Transportation decisions are made primarily by school districts, the Texas Department of Public Safety told Community Impact Newspaper. Changes made by districts to keep students and staff safe may include seat assignments, route changes and rotating bus drivers, according to the American School Bus Council.
CISD has limited the number of available bus passes to 1,800, which is expected to allow buses to operate with one student per seat.
Faltys said all CISD students will be required to wear a mask while using buses, but special accommodations are being made for younger students while they are in classrooms.
“We are going to ask even our young ones—if they’re coming into the building, if they are on the bus—we’re going to wear masks,” Faltys said at the Aug. 10 meeting. “In the classrooms, we do have the Plexiglas dividers ... for our elementary kids. When they’re in the classroom, they can have the masks off.”
CISD bus passes will be available for purchase throughout the year.

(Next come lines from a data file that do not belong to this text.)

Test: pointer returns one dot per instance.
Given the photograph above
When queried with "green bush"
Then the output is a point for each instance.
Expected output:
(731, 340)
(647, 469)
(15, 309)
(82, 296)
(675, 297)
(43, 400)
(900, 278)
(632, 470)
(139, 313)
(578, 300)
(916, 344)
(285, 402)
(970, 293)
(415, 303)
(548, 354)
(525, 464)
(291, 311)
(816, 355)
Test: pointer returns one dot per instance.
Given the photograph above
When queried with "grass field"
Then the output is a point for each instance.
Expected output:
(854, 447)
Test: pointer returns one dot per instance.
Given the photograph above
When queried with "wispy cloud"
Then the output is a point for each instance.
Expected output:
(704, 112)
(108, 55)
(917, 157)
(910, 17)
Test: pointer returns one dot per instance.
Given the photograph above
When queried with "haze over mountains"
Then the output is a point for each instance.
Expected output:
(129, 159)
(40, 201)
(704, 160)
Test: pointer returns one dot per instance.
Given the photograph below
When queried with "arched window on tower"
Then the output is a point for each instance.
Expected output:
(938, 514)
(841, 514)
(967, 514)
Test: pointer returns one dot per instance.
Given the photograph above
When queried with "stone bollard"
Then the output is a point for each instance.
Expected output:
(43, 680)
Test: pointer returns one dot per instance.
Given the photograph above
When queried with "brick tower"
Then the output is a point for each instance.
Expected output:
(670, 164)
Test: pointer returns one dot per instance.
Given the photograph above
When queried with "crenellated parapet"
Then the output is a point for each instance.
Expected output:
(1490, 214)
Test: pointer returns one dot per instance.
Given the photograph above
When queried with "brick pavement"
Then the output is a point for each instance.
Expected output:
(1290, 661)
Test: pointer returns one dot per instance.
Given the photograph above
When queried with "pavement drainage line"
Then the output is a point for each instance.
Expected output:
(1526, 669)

Annual passes are $225 per student or $450 per family, and semester passes are $128 per student or $256 per family.
GCISD, on the other hand, has not placed limitations on the number of students per bus seat.
“Hopefully, the capacities will be lower, but that is not a guarantee ... that you can socially distance on a bus,” Barbaroux said at a July 31 meeting. “For that very reason, we will require all of our drivers and all students wear masks that cover the nose and mouth while they are on the school bus.”
Texas school districts have been on the receiving end of millions of dollars in coronavirus relief funds.
The state doled out $1.2 million to GCISD through the Elementary and Secondary School Emergency Relief, or ESSER, package. CISD received $122,030 from the same fund. This comes as part of the Coronavirus Aid, Relief and Economic Security, or CARES, Act, which was signed into law in March.
While these dollars are meant to help shore up budgets in the interim, Libby McCabe, Commit Partnership senior policy adviser, said she is closely following any stimulus funding that the U.S. Congress may pass in the future.
The Commit Partnership is a Dallas-based network of schools and organizations. Its work spans from improving early childhood education, to preparing and retaining effective educators and increasing postsecondary completion rates.
“That’s going to tell you whether or not that we’re going to have to do cuts to education next [legislative] session,” McCabe said. “The hope is that ... we’ll use the stimulus money to plug holes but not to take on ongoing expenses.”
While districts can plug up any remaining financial holes from the pandemic with these dollars, TEA Associate Commissioner Cory Green said the ESSER funds will be used to cover reductions in 2019-20 due to the pandemic.
Texas school districts will also receive additional dollars through Texas’ Coronavirus Relief Fund, which totals about $11 billion and is being distributed to local jurisdictions.
CISD plans to use some of its CARES Act funding to offset costs related to premium pay and other COVID-19-related expenses, according to district staff.
GCISD is using its share of CARES Act funding to offset the costs of ordering face masks and neck gaiters for students, according to GCISD Chief Financial Officer DaiAnn Mooney.
The laundry list of other supplies purchased includes face shields, desk shields, disinfectants, sanitizer stations and thermometers.
“We received an allocation from TEA on some PPE items. By the time we were notified of that, we were already well into purchasing PPE to make sure that we were ready for school,” Mooney said at a July 31 meeting.
“The CARES Act funding ... was the funding that replaced the state funding that we rolled into this year so we would have it available for all of these expenditures.”
Makenzie Plusnick and Ian Pribanic contributed to this report
Editor's note: This story has been updated to include timestamps for some of the quotes.